Wednesday, May 23, 2018

The Origin of Miriam bat Isaac: Guest Post by June Trop

The Origin of Miriam bat Isaac

People often ask me how I came to create my protagonist, Miriam bat Isaac. The short answer is a book fell on my toe.

I was taking a course on Concepts in Chemistry with no idea for a paper about a significant early concept. In desperation, I wandered through the library stacks, hoping an idea would strike me. And something did. The book that fell on my toe opened to a page about Maria Hebrea, a Jewish woman from Ancient Alexandria who became the legendary founder of Western alchemy and held her place for 1500 years as the most celebrated woman of the Western World. I was in shock! How is it that as a chemistry student, I’d never heard of such a famous woman?

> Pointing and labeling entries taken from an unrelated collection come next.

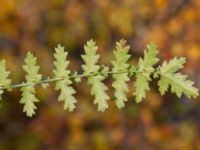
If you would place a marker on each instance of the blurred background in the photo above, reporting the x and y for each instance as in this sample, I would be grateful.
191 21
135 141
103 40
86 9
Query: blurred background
163 123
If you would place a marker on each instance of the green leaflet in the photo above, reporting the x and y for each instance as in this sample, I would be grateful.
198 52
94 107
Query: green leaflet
28 92
61 72
4 81
178 82
97 87
121 72
120 64
145 69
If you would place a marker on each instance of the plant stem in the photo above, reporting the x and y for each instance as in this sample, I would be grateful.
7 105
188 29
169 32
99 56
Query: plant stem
58 79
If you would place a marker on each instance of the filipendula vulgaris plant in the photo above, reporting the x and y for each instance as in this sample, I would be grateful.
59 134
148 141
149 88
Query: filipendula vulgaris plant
121 71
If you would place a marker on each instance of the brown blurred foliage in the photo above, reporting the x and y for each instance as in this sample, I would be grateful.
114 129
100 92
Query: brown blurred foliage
157 123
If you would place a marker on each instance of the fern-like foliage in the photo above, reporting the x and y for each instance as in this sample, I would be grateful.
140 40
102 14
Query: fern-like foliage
145 69
28 92
61 71
121 72
4 81
120 65
98 88
178 82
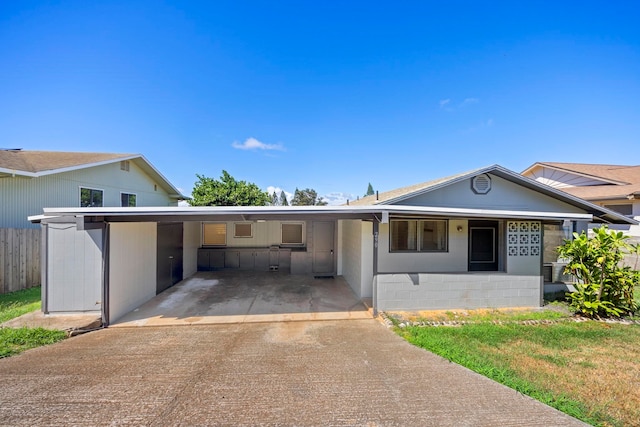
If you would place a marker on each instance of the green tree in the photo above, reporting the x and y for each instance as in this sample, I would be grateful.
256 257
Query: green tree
604 285
370 191
227 192
283 199
307 197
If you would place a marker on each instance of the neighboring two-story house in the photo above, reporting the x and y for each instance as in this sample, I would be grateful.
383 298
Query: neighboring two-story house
32 180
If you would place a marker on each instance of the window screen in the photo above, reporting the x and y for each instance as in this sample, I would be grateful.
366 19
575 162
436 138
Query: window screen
214 234
242 229
90 198
292 234
621 209
419 235
127 200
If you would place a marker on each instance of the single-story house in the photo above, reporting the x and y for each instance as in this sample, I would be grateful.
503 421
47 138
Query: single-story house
467 241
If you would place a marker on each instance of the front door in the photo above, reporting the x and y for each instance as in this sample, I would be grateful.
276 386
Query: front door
169 263
483 246
323 240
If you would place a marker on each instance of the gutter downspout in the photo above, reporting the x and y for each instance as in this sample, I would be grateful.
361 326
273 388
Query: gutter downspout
44 257
376 233
106 233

The answer was that as an alchemist, very little would be known about her. In fact, all alchemists wrote under a pseudonym to shield themselves from persecution. Although the tradition among all the crafts and mystical cults was to guard the secrecy of their work, persecution was a real risk for alchemists, who could be accused of and summarily executed for conspiring to debase the currency.

And so, the bad news was that I’d have trouble finding information about her for my paper. But the good news was that with so little known, I was free to invent a life for her. So, I gave her a name, a twin brother intent on becoming a gladiator, a servant who had an ear for gossip, a worldly potbellied dwarf who knew every sleazy waterfront inn, and a handsome jeweler who would introduce her to the League of Alchemists and a lot more.

 So, while Miriam bat Isaac, sleuth extraordinaire, is fictive, her personage is based on the once-famous but little-known Maria Hebrea. If you’ve ever used a double boiler, then you’ve profited from one of her many practical inventions.